Twig size also plays a role, as the smaller the actual twig diameter, the harder it is for TLS to accurately resolve, leading to oversized twigs in point clouds and QSMs. In the case of large tropical trees, most of their mass is in the main stem and large branches, while their twigs are stout with diameters approaching 1 cm (Table 3). This is an ideal situation for TLS, where most twigs can be captured, and their volume contributes little to the total tree volume. This explains the pattern in our own results, where total mass overestimation systematically decreases as total tree size increases (Fig. 6).
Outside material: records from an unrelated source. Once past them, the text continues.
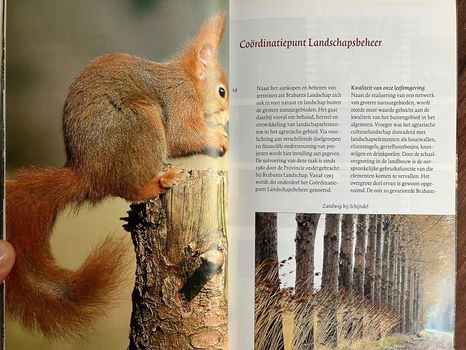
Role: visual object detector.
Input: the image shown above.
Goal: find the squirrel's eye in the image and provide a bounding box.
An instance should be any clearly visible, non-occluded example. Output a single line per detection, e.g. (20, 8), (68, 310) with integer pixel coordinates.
(218, 86), (225, 97)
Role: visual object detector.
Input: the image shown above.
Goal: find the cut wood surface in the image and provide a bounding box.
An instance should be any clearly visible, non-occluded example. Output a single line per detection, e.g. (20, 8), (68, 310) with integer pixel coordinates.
(125, 170), (227, 350)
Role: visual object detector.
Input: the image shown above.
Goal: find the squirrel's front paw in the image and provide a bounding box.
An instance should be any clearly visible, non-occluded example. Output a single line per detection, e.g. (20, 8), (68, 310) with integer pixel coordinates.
(204, 126), (228, 157)
(159, 164), (187, 189)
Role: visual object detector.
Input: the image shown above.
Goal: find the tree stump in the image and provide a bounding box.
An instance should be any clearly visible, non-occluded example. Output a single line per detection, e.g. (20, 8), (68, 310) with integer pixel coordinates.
(125, 170), (228, 350)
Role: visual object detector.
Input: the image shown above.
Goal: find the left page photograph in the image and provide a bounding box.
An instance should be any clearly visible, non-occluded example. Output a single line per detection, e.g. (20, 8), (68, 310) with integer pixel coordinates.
(4, 0), (229, 350)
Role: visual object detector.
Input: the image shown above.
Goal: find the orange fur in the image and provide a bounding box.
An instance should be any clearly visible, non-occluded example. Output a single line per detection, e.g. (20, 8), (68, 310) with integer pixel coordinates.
(6, 15), (228, 338)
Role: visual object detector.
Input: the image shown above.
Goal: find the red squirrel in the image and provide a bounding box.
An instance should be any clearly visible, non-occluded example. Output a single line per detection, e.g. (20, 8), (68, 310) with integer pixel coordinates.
(6, 14), (229, 338)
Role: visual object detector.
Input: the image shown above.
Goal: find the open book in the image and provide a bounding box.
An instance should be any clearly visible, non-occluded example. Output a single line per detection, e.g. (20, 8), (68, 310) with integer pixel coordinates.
(1, 0), (456, 350)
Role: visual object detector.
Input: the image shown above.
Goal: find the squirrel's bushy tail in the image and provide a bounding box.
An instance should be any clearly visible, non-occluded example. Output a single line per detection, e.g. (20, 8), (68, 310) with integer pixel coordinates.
(6, 168), (126, 339)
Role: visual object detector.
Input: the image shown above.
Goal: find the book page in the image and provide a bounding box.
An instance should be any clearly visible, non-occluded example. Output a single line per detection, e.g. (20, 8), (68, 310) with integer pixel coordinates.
(229, 0), (456, 350)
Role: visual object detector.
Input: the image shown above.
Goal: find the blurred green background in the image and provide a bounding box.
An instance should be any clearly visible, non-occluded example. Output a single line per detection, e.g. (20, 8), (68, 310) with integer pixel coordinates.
(6, 0), (228, 350)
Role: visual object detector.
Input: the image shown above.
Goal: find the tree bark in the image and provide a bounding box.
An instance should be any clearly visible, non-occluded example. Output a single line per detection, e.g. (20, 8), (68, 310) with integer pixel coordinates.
(374, 215), (385, 305)
(364, 215), (377, 301)
(381, 216), (393, 308)
(322, 214), (340, 292)
(388, 224), (398, 310)
(256, 213), (278, 267)
(353, 214), (368, 295)
(339, 214), (354, 292)
(400, 254), (408, 333)
(255, 213), (285, 350)
(295, 214), (320, 296)
(125, 171), (227, 350)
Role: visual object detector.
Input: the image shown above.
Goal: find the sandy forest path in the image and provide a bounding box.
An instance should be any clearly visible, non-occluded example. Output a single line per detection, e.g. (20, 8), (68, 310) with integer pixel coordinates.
(393, 331), (453, 350)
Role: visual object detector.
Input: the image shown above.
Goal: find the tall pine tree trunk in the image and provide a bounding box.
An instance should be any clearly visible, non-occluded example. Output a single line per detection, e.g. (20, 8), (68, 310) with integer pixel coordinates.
(295, 214), (320, 350)
(400, 253), (408, 333)
(255, 213), (278, 268)
(255, 213), (285, 350)
(125, 171), (227, 350)
(381, 216), (393, 308)
(374, 215), (384, 305)
(339, 214), (354, 292)
(295, 214), (320, 296)
(319, 214), (340, 347)
(322, 214), (340, 292)
(388, 227), (398, 310)
(353, 214), (368, 295)
(364, 215), (377, 301)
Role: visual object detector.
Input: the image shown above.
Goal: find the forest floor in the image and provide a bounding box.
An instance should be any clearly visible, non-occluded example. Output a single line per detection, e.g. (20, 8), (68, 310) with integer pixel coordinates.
(393, 331), (453, 350)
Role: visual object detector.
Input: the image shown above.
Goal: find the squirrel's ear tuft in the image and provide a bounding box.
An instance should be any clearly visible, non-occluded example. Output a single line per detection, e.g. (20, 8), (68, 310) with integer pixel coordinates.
(182, 13), (226, 79)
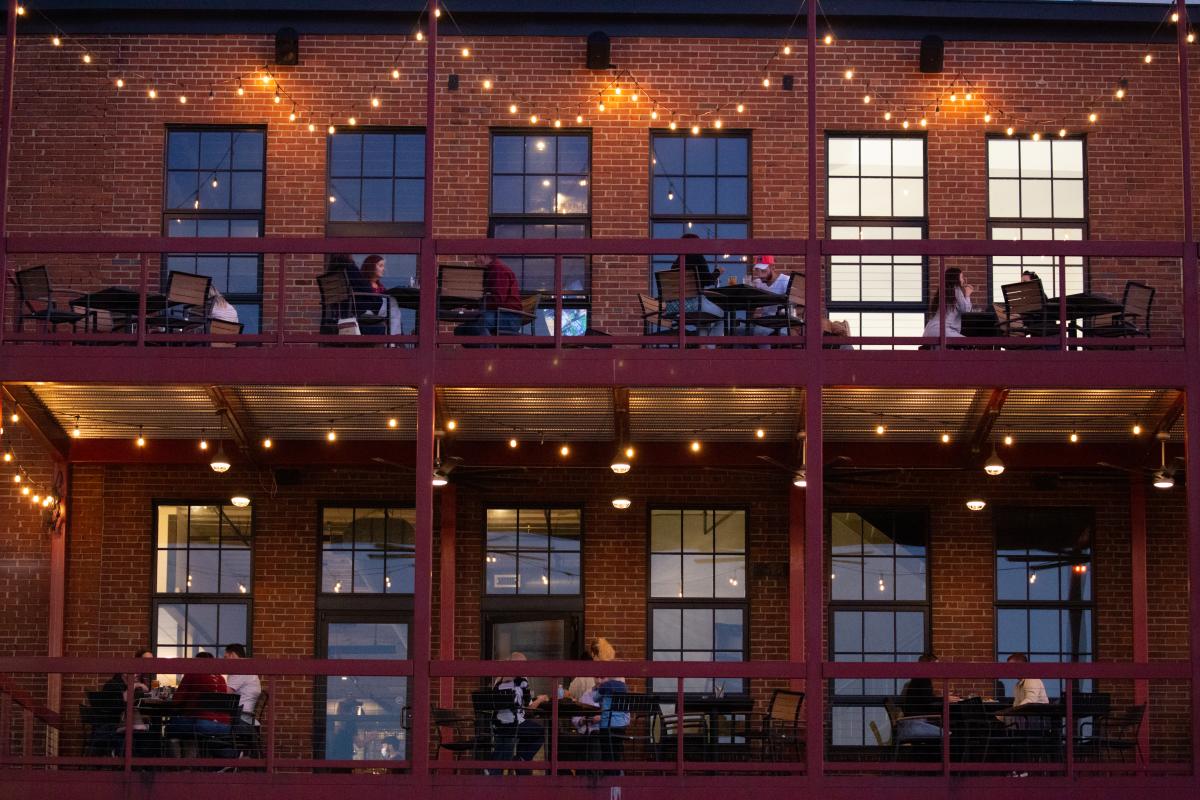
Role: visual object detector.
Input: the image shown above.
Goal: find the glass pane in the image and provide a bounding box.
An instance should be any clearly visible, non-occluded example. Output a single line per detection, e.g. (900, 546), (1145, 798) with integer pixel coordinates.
(524, 136), (558, 173)
(684, 177), (716, 214)
(221, 549), (250, 595)
(320, 551), (354, 594)
(892, 139), (925, 178)
(988, 180), (1021, 217)
(683, 554), (714, 597)
(829, 178), (858, 217)
(716, 137), (750, 175)
(652, 137), (684, 175)
(167, 131), (200, 169)
(558, 136), (588, 175)
(492, 175), (524, 213)
(329, 133), (362, 178)
(829, 138), (859, 176)
(233, 131), (264, 169)
(858, 138), (892, 175)
(394, 133), (425, 178)
(1054, 181), (1084, 219)
(650, 553), (683, 597)
(200, 131), (233, 170)
(155, 549), (187, 594)
(683, 608), (713, 651)
(487, 509), (517, 547)
(486, 551), (517, 595)
(362, 133), (392, 178)
(684, 138), (716, 175)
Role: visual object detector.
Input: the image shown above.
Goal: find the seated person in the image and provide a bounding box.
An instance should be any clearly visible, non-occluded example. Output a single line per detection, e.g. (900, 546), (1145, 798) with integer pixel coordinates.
(922, 266), (974, 338)
(89, 648), (158, 757)
(454, 255), (526, 336)
(492, 652), (550, 762)
(224, 643), (263, 735)
(167, 652), (238, 758)
(662, 234), (725, 336)
(894, 652), (942, 741)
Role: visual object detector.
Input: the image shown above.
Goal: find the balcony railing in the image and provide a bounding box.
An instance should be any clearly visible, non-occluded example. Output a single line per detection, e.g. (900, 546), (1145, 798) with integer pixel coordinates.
(0, 236), (1180, 351)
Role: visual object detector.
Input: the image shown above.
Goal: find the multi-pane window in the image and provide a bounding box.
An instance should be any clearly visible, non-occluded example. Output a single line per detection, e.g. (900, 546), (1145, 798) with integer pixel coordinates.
(163, 128), (266, 333)
(650, 133), (750, 286)
(485, 509), (582, 596)
(154, 504), (252, 671)
(829, 510), (929, 745)
(826, 134), (928, 347)
(994, 509), (1096, 697)
(649, 509), (749, 693)
(320, 506), (416, 595)
(326, 130), (425, 236)
(988, 139), (1087, 302)
(490, 132), (592, 335)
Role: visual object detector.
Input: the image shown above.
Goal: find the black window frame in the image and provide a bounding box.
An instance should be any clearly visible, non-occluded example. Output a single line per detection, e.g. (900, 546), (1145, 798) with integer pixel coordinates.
(823, 504), (934, 748)
(146, 498), (258, 657)
(983, 133), (1091, 303)
(325, 125), (427, 237)
(644, 503), (754, 697)
(646, 128), (754, 291)
(822, 131), (930, 345)
(991, 505), (1099, 699)
(160, 122), (269, 333)
(487, 127), (594, 332)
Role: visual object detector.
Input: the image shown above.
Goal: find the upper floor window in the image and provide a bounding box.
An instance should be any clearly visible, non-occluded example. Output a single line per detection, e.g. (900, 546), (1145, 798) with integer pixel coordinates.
(650, 132), (750, 286)
(163, 128), (266, 333)
(152, 504), (253, 658)
(488, 131), (592, 336)
(320, 506), (416, 595)
(485, 509), (582, 595)
(994, 507), (1096, 697)
(827, 134), (928, 347)
(988, 138), (1087, 302)
(326, 130), (425, 236)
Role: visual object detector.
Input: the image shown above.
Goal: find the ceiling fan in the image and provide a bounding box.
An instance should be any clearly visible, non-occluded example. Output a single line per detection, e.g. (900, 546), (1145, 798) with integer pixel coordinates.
(1097, 431), (1187, 489)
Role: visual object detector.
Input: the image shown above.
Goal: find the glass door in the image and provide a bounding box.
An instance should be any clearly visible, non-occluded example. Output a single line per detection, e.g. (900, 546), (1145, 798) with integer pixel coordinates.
(317, 613), (408, 760)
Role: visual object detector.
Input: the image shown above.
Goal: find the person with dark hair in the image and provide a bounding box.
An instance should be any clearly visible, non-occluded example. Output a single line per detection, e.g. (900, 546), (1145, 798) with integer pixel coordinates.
(895, 652), (942, 741)
(922, 266), (974, 338)
(167, 651), (238, 758)
(454, 255), (526, 335)
(224, 643), (263, 733)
Tree size and its effect on AGB estimation using remote sensing and QSMs have important implications for building allometric equations to predict AGB from DBH. Databases of destructive sampling measurements of AGB are often missing large trees (Weiskittel et al. 2015) because of the difficulty in finding, or justifying the felling of, very large trees. Our results show that the best case for obtaining good estimates with QSM-based estimation approaches may be for large trees. In contrast, it is very easy and cost-efficient to destructively sample small trees, which currently represent the worst-case scenario for QSM-based estimation approaches. Our results show that carbon sequestration rates could be drastically overestimated if QSM-based approaches are employed, without correction with a method such as Real Twig. In general, QSM-based solutions for estimating mass of volume of small trees and small parts of trees need more scrutiny.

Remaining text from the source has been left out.